Iron Mountain ski jump

Monday, January 2, 2023

KNOWING HOW TO SIT ON A PROBLEM [M 1-2-23]

CHRIST IN WINTER: Reflections On Faith & Life For The Years Of Winter: KNOWING HOW TO SIT ON A PROBLEM [M 1-2-23]

 


Quite a few years ago, in a different town, we had neighbors who owned and ran a restaurant. They were members of my church. One day Don told me of an experience the night before.

“I had closed up and just gotten home when those folks across the street called me in a panic and asked me to come over. I could hear all sorts of screaming and stuff in the background, so I ran right over.”

I knew the people across the street, but not well. They were an older couple of Asian heritage who’d had a baby late. The baby was now a teen.

That can be a problem. My friend, Bill Linneman, who was in a position to know, used to say, “Having a baby in your 40s isn’t so bad. Having a teen in your 60s, now that’s why you shouldn’t have a baby in your 40s.”

Don said, “I got there, and that girl was going crazy. She’d got into some kind of drugs at a party, they didn’t know what. You know how people say somebody was bouncing off the walls? She really was! She was screaming and running into walls and running into her parents and running into stuff and breaking it. It was clear she was going to get hurt. No possibility of talking to her… So I sat on her.”

Don was a big man. 6 feet two inches. Probably close to 300 pounds. That girl was probably about a foot shorter and 200 pounds lighter. It was a very effective method of subduing her, but…

“Weren’t you afraid you’d hurt her?” I asked. “Nah,” he said. “You’ve just got to know how to sit on a person. Besides,” he said, “when a person is like that, the first thing you’ve got to do is just get ‘em under control so they don’t get hurt.

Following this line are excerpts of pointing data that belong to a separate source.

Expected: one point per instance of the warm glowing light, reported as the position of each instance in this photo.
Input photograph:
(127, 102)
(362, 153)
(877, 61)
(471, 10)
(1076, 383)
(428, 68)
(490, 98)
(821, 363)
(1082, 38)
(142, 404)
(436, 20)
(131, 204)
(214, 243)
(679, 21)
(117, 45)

It’s only then you can talk sense.”

I didn’t ask how he knew the proper way to sit on a person, but I filed him away in my list of potential support people in case I ever needed to have somebody sat on.

As we try to deal with the problems of saving our environment, we are hampered by Christians who claim that it’s really no problem. That humans can do whatever they want to the earth because God has given us “dominion” over it, even said to “subdue” it. [Genesis 1:28] [1]

In the first place, of course, “dominion” and “subdue” are English translation words, from The King James translation, when such words were seen in the political context of “the absolute right of kings.” But even then, “dominion” did not mean “destroy,” nor did “subdue” mean
“abuse.”

If you have “dominion,” that means you have responsibility for care, not license for misuse. If you are to “subdue,” well, you have to know the right way to sit on the problem.

John Robert McFarland

1] Some of the same Christians add that it makes no difference if we destroy the earth because “Christ is coming soon” to end the world, anyway. I think I’ll get Don to sit on them.